Independent agents and brokers who have customer trust can flourish in the current insurance marketplace, a producer trade group president advised at a recent industry conference.

The comments were made by Kenneth Auerbach, president of the National Association of Professional Insurance Agents. Mr. Auerbach spoke at the American Insurance Marketing & Sales Society's annual conference in Nashville. AIMS reported his remarks.

Mr. Auerbach, a principal of E&K Agency in Eatontown, N.J., cited several factors working in favor of independent agents and brokers.

"It's a personal service business," he said. "Customers will increasingly demand more value, better choices and more personalized services. Business relationships are built on trust--in short, everything that differentiates us from our competitors.

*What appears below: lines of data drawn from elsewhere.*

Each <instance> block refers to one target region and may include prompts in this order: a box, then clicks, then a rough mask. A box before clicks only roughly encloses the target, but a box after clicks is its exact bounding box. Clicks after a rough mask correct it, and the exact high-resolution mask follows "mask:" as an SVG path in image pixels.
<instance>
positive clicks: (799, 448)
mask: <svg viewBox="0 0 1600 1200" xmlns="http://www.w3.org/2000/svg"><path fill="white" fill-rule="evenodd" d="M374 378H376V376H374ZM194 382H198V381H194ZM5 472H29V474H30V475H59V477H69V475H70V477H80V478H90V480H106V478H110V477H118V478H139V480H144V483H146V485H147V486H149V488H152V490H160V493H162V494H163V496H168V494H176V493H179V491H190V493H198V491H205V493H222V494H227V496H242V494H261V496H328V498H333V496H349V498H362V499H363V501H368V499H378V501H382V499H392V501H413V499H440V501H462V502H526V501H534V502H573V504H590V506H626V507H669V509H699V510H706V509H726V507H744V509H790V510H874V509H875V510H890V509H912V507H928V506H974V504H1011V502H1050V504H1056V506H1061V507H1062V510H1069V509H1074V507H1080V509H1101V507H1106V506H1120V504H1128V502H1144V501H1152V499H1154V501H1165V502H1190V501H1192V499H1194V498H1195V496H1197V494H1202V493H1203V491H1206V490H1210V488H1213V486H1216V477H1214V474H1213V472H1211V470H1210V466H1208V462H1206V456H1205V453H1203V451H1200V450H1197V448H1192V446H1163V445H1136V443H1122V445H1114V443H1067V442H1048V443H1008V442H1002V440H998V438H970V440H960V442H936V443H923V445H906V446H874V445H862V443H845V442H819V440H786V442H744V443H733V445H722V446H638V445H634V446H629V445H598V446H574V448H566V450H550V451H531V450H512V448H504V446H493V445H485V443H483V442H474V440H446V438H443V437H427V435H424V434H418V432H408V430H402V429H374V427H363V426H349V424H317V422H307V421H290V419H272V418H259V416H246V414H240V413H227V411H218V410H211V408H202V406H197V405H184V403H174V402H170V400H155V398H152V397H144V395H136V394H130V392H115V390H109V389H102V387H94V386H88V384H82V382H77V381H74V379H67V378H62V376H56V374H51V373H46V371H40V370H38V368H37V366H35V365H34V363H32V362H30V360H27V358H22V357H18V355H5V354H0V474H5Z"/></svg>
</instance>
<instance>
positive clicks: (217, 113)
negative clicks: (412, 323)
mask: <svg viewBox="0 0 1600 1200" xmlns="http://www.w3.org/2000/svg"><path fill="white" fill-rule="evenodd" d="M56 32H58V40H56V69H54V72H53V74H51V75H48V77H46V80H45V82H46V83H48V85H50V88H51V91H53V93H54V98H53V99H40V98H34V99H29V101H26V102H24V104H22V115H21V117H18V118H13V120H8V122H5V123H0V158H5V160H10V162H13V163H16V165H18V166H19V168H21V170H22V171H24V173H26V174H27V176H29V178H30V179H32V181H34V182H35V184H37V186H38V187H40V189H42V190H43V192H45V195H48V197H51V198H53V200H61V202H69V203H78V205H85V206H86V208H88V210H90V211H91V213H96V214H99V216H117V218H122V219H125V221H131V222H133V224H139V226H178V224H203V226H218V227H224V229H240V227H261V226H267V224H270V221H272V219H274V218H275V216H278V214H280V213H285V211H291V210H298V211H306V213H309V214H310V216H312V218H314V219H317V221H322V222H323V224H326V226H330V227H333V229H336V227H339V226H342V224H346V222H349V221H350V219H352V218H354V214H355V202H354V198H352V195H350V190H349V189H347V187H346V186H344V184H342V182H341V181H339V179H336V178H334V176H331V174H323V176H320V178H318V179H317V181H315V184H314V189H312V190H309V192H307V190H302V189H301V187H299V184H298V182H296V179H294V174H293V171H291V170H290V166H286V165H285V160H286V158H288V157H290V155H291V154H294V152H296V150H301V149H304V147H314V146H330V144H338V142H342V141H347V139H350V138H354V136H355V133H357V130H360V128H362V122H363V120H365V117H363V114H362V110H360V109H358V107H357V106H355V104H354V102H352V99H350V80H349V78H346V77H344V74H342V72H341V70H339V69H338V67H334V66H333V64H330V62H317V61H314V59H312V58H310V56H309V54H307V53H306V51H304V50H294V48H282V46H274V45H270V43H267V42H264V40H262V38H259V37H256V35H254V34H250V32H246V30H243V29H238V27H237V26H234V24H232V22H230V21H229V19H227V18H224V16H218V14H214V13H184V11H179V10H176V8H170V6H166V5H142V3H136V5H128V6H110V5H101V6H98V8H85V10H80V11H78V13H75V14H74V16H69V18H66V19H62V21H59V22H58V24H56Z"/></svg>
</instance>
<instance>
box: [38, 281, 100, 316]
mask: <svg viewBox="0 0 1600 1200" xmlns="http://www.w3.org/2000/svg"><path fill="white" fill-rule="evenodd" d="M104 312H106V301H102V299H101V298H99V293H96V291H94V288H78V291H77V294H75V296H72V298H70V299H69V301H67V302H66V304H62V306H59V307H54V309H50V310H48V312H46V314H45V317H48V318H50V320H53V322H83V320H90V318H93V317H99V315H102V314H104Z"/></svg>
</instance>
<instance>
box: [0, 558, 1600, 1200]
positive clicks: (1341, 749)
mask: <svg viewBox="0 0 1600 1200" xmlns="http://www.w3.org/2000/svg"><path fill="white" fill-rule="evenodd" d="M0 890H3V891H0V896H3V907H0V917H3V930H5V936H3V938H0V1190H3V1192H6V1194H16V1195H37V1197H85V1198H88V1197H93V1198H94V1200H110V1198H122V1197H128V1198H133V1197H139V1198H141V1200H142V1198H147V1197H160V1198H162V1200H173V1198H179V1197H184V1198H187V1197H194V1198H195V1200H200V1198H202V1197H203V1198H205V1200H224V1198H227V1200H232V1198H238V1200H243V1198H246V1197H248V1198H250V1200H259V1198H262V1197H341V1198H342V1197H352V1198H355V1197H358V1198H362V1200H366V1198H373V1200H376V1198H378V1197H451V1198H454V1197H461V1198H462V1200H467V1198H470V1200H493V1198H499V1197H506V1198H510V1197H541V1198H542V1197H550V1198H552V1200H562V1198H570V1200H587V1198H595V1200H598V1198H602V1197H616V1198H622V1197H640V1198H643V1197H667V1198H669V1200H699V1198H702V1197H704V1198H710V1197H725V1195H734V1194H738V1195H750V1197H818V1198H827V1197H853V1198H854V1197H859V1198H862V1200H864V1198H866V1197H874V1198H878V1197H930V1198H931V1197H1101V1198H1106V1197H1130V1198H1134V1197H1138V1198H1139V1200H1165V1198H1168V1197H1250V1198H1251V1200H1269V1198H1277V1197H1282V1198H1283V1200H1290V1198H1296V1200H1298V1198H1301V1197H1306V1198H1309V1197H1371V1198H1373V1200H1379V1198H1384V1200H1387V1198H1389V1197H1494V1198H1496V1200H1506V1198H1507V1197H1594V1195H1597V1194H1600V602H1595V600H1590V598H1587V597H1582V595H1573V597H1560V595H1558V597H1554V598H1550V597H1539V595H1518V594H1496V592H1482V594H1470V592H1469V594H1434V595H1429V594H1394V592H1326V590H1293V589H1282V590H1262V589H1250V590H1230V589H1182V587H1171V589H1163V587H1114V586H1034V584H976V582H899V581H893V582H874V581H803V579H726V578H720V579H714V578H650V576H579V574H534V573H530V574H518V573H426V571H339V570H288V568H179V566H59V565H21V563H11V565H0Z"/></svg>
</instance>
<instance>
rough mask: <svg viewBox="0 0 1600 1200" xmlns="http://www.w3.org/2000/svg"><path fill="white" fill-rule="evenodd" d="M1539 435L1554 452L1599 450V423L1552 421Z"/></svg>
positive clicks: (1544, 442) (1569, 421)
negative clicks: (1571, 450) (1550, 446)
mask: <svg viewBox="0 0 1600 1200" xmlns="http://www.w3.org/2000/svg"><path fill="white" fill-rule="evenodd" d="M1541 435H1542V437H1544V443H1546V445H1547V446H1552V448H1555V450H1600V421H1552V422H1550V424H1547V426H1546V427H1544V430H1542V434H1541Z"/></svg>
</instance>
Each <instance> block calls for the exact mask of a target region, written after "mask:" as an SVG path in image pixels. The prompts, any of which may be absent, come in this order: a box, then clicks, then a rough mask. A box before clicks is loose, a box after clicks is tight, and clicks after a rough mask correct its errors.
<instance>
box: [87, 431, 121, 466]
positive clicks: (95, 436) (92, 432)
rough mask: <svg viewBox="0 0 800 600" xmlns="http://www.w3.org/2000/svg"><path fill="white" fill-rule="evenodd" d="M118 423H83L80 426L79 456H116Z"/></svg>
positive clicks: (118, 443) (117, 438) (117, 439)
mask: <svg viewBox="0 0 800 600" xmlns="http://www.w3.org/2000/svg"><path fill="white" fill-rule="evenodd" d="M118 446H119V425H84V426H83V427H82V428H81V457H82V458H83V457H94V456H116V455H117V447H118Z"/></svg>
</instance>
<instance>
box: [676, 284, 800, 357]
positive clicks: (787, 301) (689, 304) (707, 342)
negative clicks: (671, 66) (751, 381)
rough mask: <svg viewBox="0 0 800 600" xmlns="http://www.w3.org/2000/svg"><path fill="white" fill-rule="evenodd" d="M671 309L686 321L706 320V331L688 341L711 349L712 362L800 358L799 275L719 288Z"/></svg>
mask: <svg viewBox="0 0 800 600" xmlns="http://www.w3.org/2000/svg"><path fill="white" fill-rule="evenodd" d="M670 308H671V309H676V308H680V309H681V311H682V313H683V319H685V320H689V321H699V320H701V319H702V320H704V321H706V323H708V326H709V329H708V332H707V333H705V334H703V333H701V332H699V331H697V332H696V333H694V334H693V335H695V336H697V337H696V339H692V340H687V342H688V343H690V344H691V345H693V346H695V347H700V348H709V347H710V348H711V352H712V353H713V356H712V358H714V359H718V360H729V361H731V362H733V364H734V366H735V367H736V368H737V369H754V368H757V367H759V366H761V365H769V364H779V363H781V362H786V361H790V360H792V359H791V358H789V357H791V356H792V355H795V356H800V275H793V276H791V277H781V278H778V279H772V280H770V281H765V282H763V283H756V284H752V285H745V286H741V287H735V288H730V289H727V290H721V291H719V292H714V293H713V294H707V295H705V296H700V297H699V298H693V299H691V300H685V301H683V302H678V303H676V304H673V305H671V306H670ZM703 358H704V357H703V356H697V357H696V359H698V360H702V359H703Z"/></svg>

"When trust is eroded, as it has recently, consumers gravitate to what they know--smaller, local, what they can see and touch," he added. "In today's environment, the value of personal relationships soars. Nobody fosters this better than independent agents and brokers."

Also, the "bigger is better" mentality is being re-evaluated by businesses, governments and individuals, he said. Because consumer interest is measured by what Mr. Auerbach called "the pointy tip of the spear--the one or two people customers deal with," size disparity is equalized. "You are the one the customer deals with, whether you're in a five-person agency or 1,000-person agency."

While the insurance business is "taking a hit in this financial environment, like all industries," he said independent agencies are largely holding their own. He added that they have a unique opportunity.

"There's a lot of displaced talent out there--talented and educated individuals who lost their jobs and who may migrate to insurance sales," he pointed out.

Noting insurance sales' relatively low barrier to entry, he added, "This can attract a great number of talented people--people with an entrepreneurial spirit who became disenchanted with their ability to explore and grow within larger firms."

While opportunities exist, so do hurdles. The largest external challenge that could affect the success of independent agents, he said, involves federal legislation.

"We always get frustrated when Washington does things slowly," said Mr. Auerbach, "but more frustrating and scary is when they do something quickly--like passing a stimulus package nobody has read or calling to revamp federal regulation for the entire financial industry without pausing to note the stability of the state-regulated insurance business.

"We need to leave here and remind our policymakers that it's the feds who failed in their oversight, not the states," he added. "It's very easy to get lost in the sauce."

Internally, independent agents and brokers need to position themselves for success, he said.

"They need to do things like trim expenses, maximize their use of technology, and make their marketing work amid the advertising clutter, particularly in personal lines," Mr. Auerbach said. "This is a difficult task for all independents. They have to distinguish themselves as the trusted go-to professionals, trusted to protect the lives and livelihoods of their clients."